Un día, en el que Ulana estaba teniendo especial dificultad para asirse ya que le había atado una mano a la espalda el Keilan habló.
-¿Porqué Eskerol no tiene manos? -preguntó el hombre.
-Porque no hacen falta para blandir un arma.- dijo ella bufando por el esfuerzo.
-¿Porqué Eskerol no tiene ojos?
-Porque no son necesarios para ver.
-Exacto. Si continúas tu entrenamiento engrandecerás la gloria de tu pueblo. Si fortaleces tu espíritu quizá logres hacer la prueba para recibir el don. ¿Querrías el don, aún con el precio del castigo y deshonor?
-Yo me atrevo, no tengo miedo.- Dijo la muchacha.
-Eres valiente entonces –dijo el Keilan. La niña sonrió, a pesar del esfuerzo- La valentía o el temor están por detrás de nosotros. Esos sentimientos no son de un guerrero Bak Asha. Nosotros no tememos, no tenemos valor. Los Bak Asha nos entregamos al combate y a la guerra por entero.
Por eso no pueden vencernos, ni comprarnos. Porque más que vivos o muertos estamos entregados a los hechos.
-Como Eskerol.- dijo la nena, respirar le costaba cada vez más, pero una especie de concentración había llegado a su mente.
-Eskerol no se entrega a los hechos, es los hechos. Y nosotros, en ocaciones, somos su instrumento. Hay algo que no te dije y que no me has preguntado. Quienes encuentran la respuesta están un paso más cerca de recibir el don.
-¿Y porqué Eskerol no tiene pies?-preguntó Ulana, el sacerdote sonrió.
-Ese es el misterio.- El Keilan en ese momento le golpeó los dedos que la sostenían y ella cayó. Ulana gritó de dolor.
Al día siguiente Ulana fue. No mediaron palabras, cada uno sabía cual era su rol. La jovencita se dejó atar una mano y con la otra se asió de la viga y comenzó a subir y bajar.
Luego de un tiempo, cuando hubo entrado en calor, el Keilan le volvió a preguntar.
-¿Porqué Eskerol no tiene manos? -preguntó
-Porque no hacen falta para blandir un arma.- dijo ella respirando hondo.

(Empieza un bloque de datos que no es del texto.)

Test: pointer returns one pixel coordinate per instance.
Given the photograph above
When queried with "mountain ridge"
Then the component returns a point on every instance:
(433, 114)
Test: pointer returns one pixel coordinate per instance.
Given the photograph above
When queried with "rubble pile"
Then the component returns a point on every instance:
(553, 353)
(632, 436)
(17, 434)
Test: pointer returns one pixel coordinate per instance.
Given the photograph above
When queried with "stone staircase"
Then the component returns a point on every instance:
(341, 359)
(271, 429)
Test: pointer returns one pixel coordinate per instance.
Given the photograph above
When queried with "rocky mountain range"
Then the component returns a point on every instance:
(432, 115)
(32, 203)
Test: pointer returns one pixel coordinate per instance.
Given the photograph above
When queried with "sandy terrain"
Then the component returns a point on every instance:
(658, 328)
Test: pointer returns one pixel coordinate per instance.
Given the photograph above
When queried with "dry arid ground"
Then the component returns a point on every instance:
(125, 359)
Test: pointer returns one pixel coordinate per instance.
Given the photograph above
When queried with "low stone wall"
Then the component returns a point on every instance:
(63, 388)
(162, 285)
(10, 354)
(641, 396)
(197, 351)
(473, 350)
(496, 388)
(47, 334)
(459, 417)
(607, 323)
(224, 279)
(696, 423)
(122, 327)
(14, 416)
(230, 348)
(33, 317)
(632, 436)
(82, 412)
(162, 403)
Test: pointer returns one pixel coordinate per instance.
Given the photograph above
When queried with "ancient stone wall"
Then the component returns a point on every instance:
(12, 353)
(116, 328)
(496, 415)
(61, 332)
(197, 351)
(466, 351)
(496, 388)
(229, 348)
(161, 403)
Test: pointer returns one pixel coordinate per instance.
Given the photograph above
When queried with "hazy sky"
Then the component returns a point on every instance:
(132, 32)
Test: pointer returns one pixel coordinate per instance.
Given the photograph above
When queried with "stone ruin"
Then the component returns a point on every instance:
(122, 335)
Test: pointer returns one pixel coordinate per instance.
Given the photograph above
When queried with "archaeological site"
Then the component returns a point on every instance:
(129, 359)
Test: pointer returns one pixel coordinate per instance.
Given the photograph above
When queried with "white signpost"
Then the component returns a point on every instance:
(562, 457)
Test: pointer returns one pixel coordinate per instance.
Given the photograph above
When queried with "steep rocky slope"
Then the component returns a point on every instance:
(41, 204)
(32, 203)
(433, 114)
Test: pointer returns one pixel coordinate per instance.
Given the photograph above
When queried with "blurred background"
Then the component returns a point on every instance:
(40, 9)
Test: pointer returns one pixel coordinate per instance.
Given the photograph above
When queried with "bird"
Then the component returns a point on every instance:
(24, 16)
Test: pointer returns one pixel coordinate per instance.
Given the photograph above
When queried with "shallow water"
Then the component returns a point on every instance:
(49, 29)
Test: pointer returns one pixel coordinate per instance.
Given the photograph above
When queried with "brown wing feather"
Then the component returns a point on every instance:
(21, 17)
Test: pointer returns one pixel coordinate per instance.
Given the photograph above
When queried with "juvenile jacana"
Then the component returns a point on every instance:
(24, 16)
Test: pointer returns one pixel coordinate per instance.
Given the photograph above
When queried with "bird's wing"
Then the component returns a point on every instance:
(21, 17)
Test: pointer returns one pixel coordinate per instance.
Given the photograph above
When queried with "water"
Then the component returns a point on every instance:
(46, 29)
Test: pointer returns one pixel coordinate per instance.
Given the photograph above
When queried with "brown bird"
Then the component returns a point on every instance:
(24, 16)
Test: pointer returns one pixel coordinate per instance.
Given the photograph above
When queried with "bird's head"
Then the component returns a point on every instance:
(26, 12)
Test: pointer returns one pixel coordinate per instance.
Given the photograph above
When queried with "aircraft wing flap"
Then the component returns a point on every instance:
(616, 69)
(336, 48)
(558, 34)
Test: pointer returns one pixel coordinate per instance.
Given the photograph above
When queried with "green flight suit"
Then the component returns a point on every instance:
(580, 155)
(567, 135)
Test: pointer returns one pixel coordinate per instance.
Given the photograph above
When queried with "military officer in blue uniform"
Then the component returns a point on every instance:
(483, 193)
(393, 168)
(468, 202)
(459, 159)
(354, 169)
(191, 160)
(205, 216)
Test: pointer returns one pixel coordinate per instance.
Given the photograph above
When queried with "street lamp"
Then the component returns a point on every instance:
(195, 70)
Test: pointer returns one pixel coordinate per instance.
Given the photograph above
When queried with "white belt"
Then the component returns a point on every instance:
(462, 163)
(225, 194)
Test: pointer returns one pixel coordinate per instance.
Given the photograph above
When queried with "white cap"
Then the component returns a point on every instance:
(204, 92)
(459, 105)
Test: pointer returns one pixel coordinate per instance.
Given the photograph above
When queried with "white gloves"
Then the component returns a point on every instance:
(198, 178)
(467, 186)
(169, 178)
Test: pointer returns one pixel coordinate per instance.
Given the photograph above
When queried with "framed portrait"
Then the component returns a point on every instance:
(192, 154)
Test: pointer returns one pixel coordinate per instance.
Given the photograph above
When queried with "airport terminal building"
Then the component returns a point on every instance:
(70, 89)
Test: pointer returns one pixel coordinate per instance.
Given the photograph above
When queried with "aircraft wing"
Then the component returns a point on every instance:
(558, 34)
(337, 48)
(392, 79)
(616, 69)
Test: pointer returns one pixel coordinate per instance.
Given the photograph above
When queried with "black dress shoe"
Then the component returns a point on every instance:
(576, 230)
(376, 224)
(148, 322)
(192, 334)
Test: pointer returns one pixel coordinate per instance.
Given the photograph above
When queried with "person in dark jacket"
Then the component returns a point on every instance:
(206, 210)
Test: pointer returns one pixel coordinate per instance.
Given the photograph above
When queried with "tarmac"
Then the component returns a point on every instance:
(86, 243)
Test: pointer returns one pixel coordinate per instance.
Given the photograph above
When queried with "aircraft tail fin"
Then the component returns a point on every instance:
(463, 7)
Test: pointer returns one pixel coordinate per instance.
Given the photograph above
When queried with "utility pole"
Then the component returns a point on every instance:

-¿Porqué Eskerol no tiene ojos? -la tensión crecía en el aire.
-Porque no son necesarios para ver. -dijo Ulana
-¿Y porqué Eskerol no tiene pies?- preguntó el sacerdote. Ahora ella debía contestar.
Ulana se dejó caer. Antes de tocar el suelo abrió las piernas y cayó sin tocar la vasija, rápida como un ratón la tomó con la mano y le tió el ácido en la cara al sacerdote.
-Eskerol no tiene pies porque es inesperado. -dijo ella.